Trump’s action recalls the Monroe Doctrine, laid out in 1823 by President James Monroe, laying U.S. claim to calling the shots in the region, as well as the “gunboat diplomacy” seen under President Theodore Roosevelt in the early 1900s.
Trump nodded to the comparisons during his press conference, suggesting an updated version of it might be called the “Donroe Doctrine.”
While various Latin American governments oppose Maduro and say he stole the 2024 vote, Trump’s boasts about controlling Venezuela and exploiting its oil revive painful memories of past U.S. interventions in Latin America that are generally opposed by governments and people in the region.
Argentina’s President Javier Milei lauded Venezuela’s new “freedom” while Mexico condemned the intervention and Brazil’s President Luiz Inacio Lula da Silva said it crossed “an unacceptable line.”
Russia and China, both major backers of Venezuela, criticized the U.S. action.
“China firmly opposes such hegemonic behaviour by the U.S., which seriously violates international law, violates Venezuela’s sovereignty, and threatens peace and security in Latin America and the Caribbean,” China’s foreign ministry said.
POLITICAL RISKS TO TRUMP AT HOME
A U.S. occupation “won’t cost us a penny” because the United States would be reimbursed from the “money coming out of the ground,” Trump said, referring to Venezuela’s oil reserves, a subject he returned to repeatedly during Saturday’s press conference.
The idea that a country’s oil reserves can pay for an American invasion also recalls the 2003 Iraq war.

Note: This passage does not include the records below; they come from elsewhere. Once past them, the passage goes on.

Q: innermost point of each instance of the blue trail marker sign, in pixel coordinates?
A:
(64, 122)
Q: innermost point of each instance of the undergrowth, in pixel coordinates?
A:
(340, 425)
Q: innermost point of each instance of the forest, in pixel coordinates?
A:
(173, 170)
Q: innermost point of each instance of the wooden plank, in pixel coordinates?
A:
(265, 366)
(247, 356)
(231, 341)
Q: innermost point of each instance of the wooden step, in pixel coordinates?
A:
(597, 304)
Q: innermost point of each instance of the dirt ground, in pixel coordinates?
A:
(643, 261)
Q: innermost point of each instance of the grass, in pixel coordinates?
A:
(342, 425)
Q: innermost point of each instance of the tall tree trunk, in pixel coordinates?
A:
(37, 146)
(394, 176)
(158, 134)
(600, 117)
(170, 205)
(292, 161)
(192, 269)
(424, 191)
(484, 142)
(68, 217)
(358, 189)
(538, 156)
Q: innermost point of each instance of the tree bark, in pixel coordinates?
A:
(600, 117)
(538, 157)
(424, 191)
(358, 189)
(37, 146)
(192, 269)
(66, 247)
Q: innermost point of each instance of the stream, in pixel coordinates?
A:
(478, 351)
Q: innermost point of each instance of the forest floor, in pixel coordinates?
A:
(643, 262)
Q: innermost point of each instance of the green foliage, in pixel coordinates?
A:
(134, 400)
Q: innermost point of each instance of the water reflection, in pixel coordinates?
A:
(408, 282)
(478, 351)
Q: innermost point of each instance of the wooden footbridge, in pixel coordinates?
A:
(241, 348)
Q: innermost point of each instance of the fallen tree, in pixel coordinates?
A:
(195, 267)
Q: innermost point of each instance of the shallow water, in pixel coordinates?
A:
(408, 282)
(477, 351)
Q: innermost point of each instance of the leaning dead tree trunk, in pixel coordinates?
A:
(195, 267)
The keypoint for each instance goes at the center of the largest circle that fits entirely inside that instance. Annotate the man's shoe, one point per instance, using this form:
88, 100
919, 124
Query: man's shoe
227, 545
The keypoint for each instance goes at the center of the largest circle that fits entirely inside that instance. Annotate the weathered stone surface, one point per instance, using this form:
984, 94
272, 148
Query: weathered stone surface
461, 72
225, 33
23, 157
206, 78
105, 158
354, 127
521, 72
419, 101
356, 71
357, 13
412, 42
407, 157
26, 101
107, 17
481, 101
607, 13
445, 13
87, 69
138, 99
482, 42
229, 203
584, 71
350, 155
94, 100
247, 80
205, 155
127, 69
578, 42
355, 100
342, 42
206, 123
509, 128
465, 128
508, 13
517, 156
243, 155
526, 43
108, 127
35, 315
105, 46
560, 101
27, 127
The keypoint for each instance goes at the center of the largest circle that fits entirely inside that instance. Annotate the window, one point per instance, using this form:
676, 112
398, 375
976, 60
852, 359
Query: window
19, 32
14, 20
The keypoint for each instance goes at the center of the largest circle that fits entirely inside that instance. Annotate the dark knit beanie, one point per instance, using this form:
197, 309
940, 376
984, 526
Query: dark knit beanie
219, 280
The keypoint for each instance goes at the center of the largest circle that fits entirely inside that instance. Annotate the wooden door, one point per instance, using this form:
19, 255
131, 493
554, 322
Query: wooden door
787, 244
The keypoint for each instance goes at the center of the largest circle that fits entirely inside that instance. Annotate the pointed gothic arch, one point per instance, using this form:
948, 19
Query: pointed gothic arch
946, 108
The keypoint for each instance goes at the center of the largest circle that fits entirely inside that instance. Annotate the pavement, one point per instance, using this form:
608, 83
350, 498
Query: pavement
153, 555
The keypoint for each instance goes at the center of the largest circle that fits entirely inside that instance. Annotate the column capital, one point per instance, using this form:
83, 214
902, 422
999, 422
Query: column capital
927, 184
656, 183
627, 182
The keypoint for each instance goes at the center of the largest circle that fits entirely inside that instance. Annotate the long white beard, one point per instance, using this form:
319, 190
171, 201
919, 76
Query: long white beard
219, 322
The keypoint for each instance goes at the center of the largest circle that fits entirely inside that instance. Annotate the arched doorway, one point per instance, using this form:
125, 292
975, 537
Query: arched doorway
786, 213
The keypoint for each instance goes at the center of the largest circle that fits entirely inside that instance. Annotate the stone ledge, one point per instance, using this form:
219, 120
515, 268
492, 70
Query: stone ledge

In the run-up to the invasion, U.S. officials repeatedly stated that the cost would largely be covered by Iraq’s assets, including its oil. Various estimates by academics say the actual cost to the United States of its years-long entanglement in Iraq ended up being at least $2 trillion.
Trump’s focus on foreign affairs provides fuel for Democrats to criticize him ahead of midterm congressional elections in November, when control of both houses of Congress is at stake. Republicans control both chambers by narrow margins.
Opinion polls show the top concern for voters is high prices at home, not foreign policy.
Trump also runs the risk of alienating some of his own supporters, who have backed his “America First” agenda and oppose foreign interventions.
Voicing those concerns, Marjorie Taylor Greene, a Georgia Republican who has broken with Trump in recent months, said on social media, “This is what many in MAGA thought they voted to end. Boy were we wrong.”